Change needs to happen. The area in Humboldt County is already an environmentally stressed area because of years of clear cutting in the logging industry. Flora, fauna and stream are all in crisis status because of Mary Jane who sure isn’t taking anyone to paradise these days, as the old song implies, at least environmentally speaking.
Where do states rights land on this one? Should the feds come in to protect the environment? Would we then be at war with California? This is simply not a good thing, any way you slice it.
This has been a problem in some of California’s state parks for a couple decades at least. A friend of mine lived in Mendocino and said that she had to be careful about which trails to hike in nearby state parks or she’d be met by an armed guard protecting his marijuana crop. As you said, there are many issues involve here.

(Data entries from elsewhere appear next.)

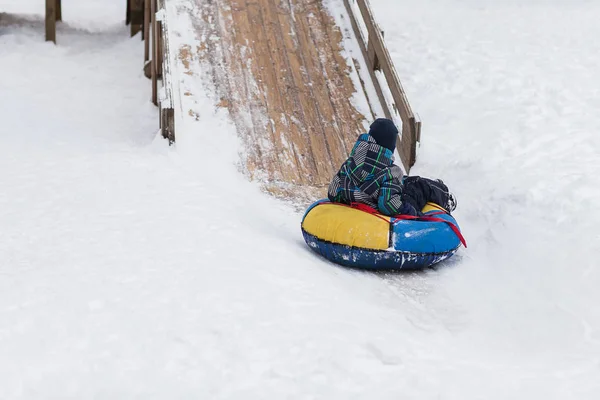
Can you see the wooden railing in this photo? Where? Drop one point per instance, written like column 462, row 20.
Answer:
column 157, row 64
column 378, row 57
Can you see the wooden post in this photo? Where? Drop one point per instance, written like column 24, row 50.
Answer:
column 136, row 15
column 51, row 21
column 154, row 52
column 58, row 10
column 147, row 21
column 159, row 49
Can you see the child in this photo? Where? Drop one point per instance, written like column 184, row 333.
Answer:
column 369, row 176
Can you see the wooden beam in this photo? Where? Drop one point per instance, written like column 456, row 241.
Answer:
column 147, row 38
column 136, row 15
column 361, row 42
column 154, row 53
column 410, row 128
column 51, row 21
column 58, row 10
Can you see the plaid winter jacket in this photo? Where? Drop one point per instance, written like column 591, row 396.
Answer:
column 369, row 176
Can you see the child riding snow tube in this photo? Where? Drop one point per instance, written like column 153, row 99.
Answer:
column 359, row 236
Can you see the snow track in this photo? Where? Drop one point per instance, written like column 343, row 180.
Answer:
column 127, row 270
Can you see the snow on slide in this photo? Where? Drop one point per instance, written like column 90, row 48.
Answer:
column 132, row 270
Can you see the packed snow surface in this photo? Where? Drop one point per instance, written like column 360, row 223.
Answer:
column 129, row 269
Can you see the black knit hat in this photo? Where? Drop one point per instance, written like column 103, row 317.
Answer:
column 384, row 132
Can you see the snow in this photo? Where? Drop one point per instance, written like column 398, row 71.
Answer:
column 133, row 269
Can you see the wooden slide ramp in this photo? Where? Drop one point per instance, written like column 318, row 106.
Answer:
column 277, row 66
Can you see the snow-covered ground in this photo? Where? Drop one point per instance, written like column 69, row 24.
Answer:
column 132, row 270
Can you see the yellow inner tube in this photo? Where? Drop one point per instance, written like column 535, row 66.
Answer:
column 344, row 225
column 341, row 224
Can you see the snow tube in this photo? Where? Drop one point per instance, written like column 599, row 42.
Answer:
column 357, row 238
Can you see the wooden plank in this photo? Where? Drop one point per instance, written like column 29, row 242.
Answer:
column 383, row 54
column 407, row 145
column 147, row 39
column 154, row 53
column 51, row 21
column 58, row 10
column 363, row 48
column 136, row 15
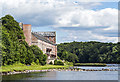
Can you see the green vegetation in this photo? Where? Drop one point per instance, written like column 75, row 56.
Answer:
column 21, row 67
column 58, row 62
column 90, row 64
column 89, row 52
column 14, row 47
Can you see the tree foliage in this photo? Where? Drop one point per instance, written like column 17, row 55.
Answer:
column 14, row 47
column 89, row 52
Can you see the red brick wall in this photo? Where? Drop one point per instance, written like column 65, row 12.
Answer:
column 51, row 38
column 27, row 33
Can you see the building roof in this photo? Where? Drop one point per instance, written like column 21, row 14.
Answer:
column 46, row 33
column 41, row 37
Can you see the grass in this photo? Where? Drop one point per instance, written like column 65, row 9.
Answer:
column 21, row 67
column 89, row 64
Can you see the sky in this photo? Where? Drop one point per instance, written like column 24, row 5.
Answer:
column 73, row 20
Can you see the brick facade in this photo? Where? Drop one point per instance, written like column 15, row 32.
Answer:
column 46, row 41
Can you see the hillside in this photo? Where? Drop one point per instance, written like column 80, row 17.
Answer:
column 89, row 52
column 14, row 47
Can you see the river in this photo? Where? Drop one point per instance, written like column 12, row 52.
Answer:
column 68, row 75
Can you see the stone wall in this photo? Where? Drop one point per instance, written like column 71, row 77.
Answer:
column 27, row 33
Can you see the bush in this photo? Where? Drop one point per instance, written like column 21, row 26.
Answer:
column 51, row 63
column 58, row 62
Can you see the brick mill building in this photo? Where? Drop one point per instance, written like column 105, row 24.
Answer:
column 46, row 41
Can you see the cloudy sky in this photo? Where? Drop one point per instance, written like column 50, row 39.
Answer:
column 73, row 20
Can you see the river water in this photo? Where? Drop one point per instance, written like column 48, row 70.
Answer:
column 68, row 75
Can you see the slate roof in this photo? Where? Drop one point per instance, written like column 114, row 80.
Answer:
column 46, row 33
column 41, row 37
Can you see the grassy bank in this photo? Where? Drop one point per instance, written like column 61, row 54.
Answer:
column 21, row 67
column 89, row 64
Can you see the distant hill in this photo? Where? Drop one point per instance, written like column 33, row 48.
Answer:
column 89, row 52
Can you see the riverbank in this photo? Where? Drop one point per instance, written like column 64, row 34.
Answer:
column 90, row 64
column 49, row 70
column 22, row 67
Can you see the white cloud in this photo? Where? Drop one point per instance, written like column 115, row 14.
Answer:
column 65, row 13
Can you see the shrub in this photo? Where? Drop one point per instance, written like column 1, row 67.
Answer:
column 51, row 63
column 58, row 62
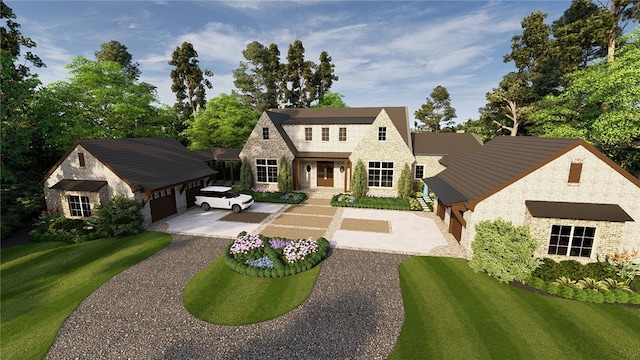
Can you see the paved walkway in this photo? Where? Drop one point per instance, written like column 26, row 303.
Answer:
column 390, row 231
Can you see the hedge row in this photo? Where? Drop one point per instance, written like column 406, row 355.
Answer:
column 588, row 295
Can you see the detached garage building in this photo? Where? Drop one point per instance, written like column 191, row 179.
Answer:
column 159, row 172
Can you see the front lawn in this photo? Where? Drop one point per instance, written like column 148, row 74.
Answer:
column 453, row 313
column 222, row 296
column 43, row 283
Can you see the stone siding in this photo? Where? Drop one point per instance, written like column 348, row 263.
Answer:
column 257, row 148
column 393, row 149
column 599, row 183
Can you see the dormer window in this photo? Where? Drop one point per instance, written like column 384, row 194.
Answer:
column 574, row 173
column 81, row 159
column 382, row 133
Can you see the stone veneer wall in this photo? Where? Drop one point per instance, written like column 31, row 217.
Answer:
column 607, row 237
column 599, row 183
column 394, row 149
column 257, row 148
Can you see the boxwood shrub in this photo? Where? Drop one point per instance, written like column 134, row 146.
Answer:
column 281, row 267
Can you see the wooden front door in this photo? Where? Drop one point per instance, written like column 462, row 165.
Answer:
column 325, row 173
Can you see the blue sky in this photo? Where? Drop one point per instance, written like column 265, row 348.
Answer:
column 386, row 53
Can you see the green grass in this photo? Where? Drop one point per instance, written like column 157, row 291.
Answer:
column 453, row 313
column 221, row 296
column 43, row 283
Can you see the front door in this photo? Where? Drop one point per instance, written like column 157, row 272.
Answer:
column 325, row 173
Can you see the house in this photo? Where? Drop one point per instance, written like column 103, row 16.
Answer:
column 323, row 146
column 159, row 172
column 574, row 199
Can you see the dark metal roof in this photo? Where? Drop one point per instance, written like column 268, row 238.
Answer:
column 500, row 162
column 446, row 193
column 444, row 143
column 218, row 154
column 149, row 163
column 317, row 154
column 577, row 211
column 79, row 185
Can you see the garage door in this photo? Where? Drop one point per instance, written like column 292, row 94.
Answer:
column 163, row 204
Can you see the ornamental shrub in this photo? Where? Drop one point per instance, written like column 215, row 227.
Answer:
column 246, row 175
column 504, row 251
column 285, row 177
column 359, row 180
column 405, row 190
column 119, row 217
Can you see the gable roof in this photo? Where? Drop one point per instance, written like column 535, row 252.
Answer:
column 501, row 162
column 145, row 163
column 339, row 116
column 444, row 143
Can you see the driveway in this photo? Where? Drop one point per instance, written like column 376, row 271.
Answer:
column 391, row 231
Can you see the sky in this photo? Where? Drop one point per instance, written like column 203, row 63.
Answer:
column 386, row 53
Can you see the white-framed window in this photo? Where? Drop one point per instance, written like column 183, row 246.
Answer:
column 571, row 240
column 79, row 205
column 267, row 170
column 382, row 133
column 380, row 174
column 342, row 134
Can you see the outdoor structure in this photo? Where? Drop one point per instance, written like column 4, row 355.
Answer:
column 574, row 199
column 159, row 172
column 323, row 146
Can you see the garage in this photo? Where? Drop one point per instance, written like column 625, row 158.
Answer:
column 163, row 204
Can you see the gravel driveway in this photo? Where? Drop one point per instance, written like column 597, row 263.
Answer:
column 354, row 312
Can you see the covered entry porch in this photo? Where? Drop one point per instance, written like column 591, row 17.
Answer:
column 310, row 172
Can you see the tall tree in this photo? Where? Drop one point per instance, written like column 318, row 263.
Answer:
column 189, row 81
column 225, row 122
column 298, row 76
column 436, row 110
column 115, row 51
column 601, row 106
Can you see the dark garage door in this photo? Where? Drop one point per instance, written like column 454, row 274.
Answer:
column 163, row 204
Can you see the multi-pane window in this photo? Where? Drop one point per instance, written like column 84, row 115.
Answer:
column 571, row 240
column 79, row 205
column 342, row 134
column 267, row 170
column 382, row 133
column 380, row 174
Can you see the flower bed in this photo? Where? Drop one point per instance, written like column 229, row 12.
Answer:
column 261, row 256
column 375, row 202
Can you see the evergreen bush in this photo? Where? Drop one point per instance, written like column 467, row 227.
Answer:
column 359, row 180
column 504, row 251
column 246, row 175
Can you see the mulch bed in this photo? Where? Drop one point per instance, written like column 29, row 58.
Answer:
column 381, row 226
column 312, row 210
column 302, row 220
column 246, row 216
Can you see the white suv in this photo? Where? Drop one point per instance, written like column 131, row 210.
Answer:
column 222, row 197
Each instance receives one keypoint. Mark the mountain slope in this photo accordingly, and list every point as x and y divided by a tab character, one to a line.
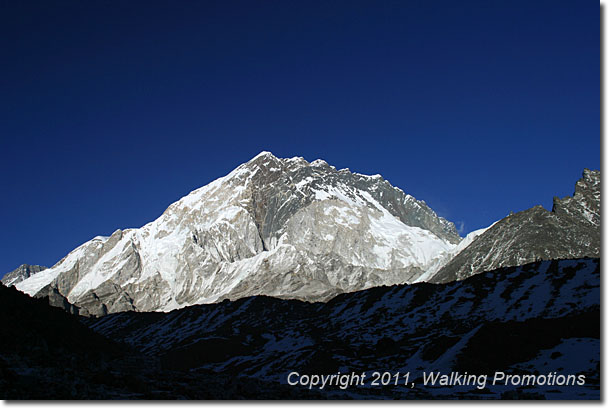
571	230
539	318
21	273
278	227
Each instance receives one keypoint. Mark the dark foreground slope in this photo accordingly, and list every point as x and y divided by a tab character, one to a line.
47	354
540	318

One would think that making the crop legal would drive down the price of growing it, but California’s real estate is expensive and the state parks are free for the armed taking apparently.
should there be federal raids to clean up this mess? Are there going to be war lords guariding these pot plantations?
How about California? Why doesn’t it force regulations on some of these skofflaws?
That is absolutely disgusting. These people are, in effect, doing a sort of strip mining of the hilltops. And, in a state where there are often major squabbles over water for traditional farms and ranches, how can California just stand by in the face of what is happening to water resources up there?
It sure doesn’t sound like much is being done about the problem, does it?
Very upsetting 🙁
That area of California cultivates marijuana for the “medical marijuana” industry in California. Those people operative under State guidelines. In my opinion, the damage to the environment is being done by those who are there to make a quick profit. However, since it is a violation of Federal law to grow the crop, everyone there is constantly looking over their shoulders and probably dislikes the outsiders for shining a big light on the problems mentioned in this article.
Heh! THAT’S the way to win the “war on drugs.” Get the environmentalists mad at them.